Apple released its fiscal first-quarter earnings on Thursday, surpassing revenue and earnings estimates. However, the company experienced a 13% drop in sales in China, a crucial market for Apple. Following the disclosure of details about the outlook for the current quarter, Apple shares declined over 4% in extended trading, signaling potential weaknesses in iPhone sales.
For the quarter ending December 30, Apple exceeded consensus expectations from LSEG (formerly Refinitiv). Notably, Apple did not provide guidance for the current quarter ending in March. Apple’s CFO, Luca Maestri, projected that iPhone sales in the March quarter would be comparable to last year’s $51.33 billion in revenue, excluding the $5 billion attributed to outperformance a year ago during the recovery from Covid-related disruptions.

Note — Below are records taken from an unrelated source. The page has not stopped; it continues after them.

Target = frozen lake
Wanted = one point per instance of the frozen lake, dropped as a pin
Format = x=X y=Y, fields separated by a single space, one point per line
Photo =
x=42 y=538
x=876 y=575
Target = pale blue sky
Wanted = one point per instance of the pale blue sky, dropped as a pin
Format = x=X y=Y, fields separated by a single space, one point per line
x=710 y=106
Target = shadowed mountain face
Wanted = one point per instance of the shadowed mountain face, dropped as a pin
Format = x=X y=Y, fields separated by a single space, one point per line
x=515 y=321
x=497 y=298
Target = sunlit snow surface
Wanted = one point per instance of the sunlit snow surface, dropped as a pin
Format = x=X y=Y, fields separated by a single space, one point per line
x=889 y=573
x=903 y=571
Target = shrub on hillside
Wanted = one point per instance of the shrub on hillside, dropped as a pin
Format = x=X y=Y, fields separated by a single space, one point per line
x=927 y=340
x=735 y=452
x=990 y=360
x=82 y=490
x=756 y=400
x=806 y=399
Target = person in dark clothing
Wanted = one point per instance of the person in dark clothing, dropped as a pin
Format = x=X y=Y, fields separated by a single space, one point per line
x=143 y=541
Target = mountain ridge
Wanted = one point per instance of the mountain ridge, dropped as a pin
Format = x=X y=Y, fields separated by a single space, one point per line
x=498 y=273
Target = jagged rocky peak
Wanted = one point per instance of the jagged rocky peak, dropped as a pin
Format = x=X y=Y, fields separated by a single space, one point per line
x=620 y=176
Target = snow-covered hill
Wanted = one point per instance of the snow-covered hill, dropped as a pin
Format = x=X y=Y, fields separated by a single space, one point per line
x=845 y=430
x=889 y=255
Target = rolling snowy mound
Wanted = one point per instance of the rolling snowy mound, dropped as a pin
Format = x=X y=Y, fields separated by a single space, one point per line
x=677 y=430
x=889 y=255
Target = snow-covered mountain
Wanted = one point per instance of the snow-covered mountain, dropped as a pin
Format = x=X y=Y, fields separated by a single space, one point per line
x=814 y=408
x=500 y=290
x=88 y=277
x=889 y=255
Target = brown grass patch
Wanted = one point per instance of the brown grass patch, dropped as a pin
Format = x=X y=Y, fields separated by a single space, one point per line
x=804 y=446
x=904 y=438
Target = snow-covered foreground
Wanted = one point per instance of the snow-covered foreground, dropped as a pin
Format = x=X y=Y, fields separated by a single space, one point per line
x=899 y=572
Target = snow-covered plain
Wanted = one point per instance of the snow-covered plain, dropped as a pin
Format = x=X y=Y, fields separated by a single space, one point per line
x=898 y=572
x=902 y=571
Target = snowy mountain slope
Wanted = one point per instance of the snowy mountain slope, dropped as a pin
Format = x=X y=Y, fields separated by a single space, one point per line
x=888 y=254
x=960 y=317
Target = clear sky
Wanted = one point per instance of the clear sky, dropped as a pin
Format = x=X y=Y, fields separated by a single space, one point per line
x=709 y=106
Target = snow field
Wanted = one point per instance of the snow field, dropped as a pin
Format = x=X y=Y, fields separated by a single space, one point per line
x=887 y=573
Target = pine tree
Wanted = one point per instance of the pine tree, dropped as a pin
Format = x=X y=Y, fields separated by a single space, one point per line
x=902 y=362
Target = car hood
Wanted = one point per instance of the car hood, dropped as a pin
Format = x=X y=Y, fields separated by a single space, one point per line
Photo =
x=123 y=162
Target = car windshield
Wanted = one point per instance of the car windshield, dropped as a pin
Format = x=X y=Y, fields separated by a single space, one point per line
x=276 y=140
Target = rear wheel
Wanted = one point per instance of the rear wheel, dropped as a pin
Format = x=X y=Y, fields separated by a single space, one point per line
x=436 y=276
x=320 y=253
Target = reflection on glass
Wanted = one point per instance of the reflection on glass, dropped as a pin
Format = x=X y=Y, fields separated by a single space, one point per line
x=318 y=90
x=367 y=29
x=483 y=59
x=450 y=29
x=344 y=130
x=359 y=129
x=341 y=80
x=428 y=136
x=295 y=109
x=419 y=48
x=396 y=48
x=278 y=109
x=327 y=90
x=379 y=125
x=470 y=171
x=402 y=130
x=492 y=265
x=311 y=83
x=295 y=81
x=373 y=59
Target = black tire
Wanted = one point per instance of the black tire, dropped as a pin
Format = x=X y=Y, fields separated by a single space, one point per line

Maestri indicated that total company revenue, excluding the $5 billion in iPhone sales, would mirror last year’s $94.84 billion. He anticipated services to grow at the same rate as the December quarter, which was 11%.
In the December quarter, Apple reported a 2% increase in sales, ending a streak of four consecutive quarters with annual revenue declines. The gross margin rose, nearly reaching 46%. Net income for the quarter was $33.92 billion, a 13% increase from the same period the previous year.
Despite some disappointment in services slightly falling short of estimates, Apple’s profitable services business increased by 11% to $23.11 billion in revenue. The company disclosed having 2.2 billion active devices in use, up from 2 billion at the same time last year.
iPhone sales, just under revised Street expectations, grew almost 6% to $69.70 billion in the first full quarter with revenue from the iPhone 15 models released in September.
While Apple saw growth in all regions except Greater China, which fell nearly 13%, CEO Tim Cook explained that currency fluctuations played a role, and when assessed in constant currency, the decline in Greater China was less severe.
Mac sales grew by less than 1%, reaching $7.7 billion, in line with estimates. iPad sales, however, fell by 25% to $7.02 billion, slightly missing Street estimates, with Cook attributing the decline to a challenging comparison with the previous year.
Apple’s wearables business, including AirPods and the Apple Watch, experienced an 11% decline on a year-over-year basis to $11.95 billion in sales. This quarter was impacted by the temporary removal of the newest Apple Watches from stores due to a patent dispute with medical device company Masimo.
During the quarter, Apple reported spending nearly $27 billion on dividends and share repurchases.